Noam Pinchasi says he is at war with the “blacks” – a reference to ultra-Orthodox Jews – over land in Israel. He and a crew of similar-minded citizens have been arrested for stirring up trouble in charedi neighborhoods by placing posters of nude paintings on the doors of synagogues. Pinchasi said he is sending a message to the charedim, “This is not like Ramot Eshkol, Neve Yaakov, Maalot Dafna,” referring to neighborhoods in Jerusalem which were once identified as secular, but have since become “black.” Pinchasi began his movement after mixed swimming was banned during the day at neighborhood pools, and when charedim set up makeshift synagogues in homes and stores. Pinchasi is also aggrieved that residents of Kiryat Yovel want their own eruv even though there is an eruv that runs around all of Jerusalem.
Charedim are now “conquering neighborhoods designated for others,” according to TIME. When a religious man offered to buy the home of Pinchasi’s neighbor, saying, “We’ll give you a good price because we want you out of here,” Pinchasi told the man, “I have barbeques during Shabbat. Pork. We’re going to play music. We smoke. And we bring prostitutes here.” The religious man bought the house anyway because of the tight housing market. Pinchasi is quick to point out that he is not an atheist, that his family lights shabbos candles and makes kiddush on Friday nights. Yet, he identifies principally as an Israeli and not as a Jew.

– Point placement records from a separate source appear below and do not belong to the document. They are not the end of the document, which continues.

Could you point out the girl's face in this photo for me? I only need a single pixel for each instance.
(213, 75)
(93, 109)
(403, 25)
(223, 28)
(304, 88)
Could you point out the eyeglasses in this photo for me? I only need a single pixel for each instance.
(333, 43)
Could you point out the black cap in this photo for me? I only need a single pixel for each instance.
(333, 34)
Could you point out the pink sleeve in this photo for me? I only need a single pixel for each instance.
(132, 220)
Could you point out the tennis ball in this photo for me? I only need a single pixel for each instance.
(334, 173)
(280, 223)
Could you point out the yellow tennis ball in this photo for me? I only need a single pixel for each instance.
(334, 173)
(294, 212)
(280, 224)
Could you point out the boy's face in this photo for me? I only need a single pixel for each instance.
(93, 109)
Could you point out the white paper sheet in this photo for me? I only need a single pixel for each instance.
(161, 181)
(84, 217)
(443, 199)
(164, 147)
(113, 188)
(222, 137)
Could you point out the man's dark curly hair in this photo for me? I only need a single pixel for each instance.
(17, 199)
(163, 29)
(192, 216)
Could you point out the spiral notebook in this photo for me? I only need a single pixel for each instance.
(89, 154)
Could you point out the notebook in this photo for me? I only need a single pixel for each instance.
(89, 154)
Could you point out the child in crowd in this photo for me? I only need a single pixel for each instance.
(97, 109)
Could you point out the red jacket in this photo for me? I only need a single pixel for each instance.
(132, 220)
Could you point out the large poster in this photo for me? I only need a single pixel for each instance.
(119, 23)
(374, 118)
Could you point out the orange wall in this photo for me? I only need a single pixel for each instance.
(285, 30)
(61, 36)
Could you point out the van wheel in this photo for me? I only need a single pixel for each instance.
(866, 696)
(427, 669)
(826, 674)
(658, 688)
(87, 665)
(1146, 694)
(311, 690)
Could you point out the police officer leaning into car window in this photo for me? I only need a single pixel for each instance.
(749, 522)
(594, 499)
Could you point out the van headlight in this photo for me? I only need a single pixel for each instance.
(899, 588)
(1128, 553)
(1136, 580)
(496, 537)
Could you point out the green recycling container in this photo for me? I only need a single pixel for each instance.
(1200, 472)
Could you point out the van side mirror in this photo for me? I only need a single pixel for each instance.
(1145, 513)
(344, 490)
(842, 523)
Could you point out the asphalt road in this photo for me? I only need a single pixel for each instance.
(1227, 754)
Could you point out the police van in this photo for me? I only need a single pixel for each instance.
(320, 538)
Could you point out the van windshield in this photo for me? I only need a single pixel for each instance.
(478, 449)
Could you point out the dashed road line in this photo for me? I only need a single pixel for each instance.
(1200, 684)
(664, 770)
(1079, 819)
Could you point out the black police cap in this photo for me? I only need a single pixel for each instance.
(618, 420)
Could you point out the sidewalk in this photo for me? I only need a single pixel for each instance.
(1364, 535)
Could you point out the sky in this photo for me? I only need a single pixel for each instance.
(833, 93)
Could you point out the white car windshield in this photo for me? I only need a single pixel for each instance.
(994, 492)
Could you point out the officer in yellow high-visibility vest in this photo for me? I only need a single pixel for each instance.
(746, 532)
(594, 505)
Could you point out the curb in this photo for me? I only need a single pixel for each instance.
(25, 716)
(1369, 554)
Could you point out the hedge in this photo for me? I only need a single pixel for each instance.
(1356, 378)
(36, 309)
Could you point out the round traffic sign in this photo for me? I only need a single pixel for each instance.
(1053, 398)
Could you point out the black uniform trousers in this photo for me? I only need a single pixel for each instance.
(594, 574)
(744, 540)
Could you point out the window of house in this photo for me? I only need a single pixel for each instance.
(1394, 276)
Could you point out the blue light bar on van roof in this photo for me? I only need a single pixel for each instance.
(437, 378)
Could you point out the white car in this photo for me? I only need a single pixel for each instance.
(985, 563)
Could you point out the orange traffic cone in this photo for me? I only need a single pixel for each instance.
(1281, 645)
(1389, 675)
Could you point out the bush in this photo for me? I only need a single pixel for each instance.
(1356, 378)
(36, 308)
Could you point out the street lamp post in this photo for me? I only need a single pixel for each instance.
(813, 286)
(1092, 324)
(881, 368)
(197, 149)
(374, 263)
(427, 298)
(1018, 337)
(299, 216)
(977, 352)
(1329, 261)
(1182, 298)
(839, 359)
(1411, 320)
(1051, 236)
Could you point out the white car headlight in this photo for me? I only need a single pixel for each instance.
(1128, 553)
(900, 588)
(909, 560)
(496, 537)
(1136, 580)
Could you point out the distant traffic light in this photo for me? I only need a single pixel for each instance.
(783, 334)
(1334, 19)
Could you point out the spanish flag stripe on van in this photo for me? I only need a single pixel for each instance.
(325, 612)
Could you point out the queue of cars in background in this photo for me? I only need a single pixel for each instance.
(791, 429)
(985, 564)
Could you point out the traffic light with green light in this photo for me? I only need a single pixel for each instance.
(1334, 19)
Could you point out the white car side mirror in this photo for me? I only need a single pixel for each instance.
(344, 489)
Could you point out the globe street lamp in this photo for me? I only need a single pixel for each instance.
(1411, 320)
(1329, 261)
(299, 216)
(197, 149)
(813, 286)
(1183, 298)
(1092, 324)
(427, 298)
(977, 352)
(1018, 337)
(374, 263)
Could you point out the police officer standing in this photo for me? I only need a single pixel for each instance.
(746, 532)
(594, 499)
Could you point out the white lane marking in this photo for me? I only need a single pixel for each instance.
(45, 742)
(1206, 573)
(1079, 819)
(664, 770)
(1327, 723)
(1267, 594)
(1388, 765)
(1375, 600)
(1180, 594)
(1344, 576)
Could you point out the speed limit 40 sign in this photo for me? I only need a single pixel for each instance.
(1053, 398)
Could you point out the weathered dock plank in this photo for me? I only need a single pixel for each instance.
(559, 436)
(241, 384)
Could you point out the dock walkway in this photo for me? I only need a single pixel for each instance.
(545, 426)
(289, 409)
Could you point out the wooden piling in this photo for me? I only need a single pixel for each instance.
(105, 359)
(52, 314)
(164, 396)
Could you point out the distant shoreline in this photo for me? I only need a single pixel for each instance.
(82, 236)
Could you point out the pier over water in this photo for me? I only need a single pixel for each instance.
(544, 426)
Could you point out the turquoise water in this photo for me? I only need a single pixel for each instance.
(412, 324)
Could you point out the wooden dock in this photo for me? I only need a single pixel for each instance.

“The bookish ultra-Orthodox have their militants, too. . .” writes TIME. “Downtown billboards in Israel no longer feature women; advertisers fear defacement, or worse, boycotts. On public buses, ultra-Orthodx women sit in the back. . .ultra-Orthodox men spit on an 8-year-old girl on her way to school, calling her a “whore” for her long-sleeved clothes, which were not conservative enough for their standards.”
In response to reports that secular Israelis are coordinating efforts to buy property in Kiryat Yovel and re-claim the area, Yitzchak Pindrus, the charedi vice mayor of Jerusalem said, “Be serious. . .This is the reality in Jerusalem. Demography is geography.”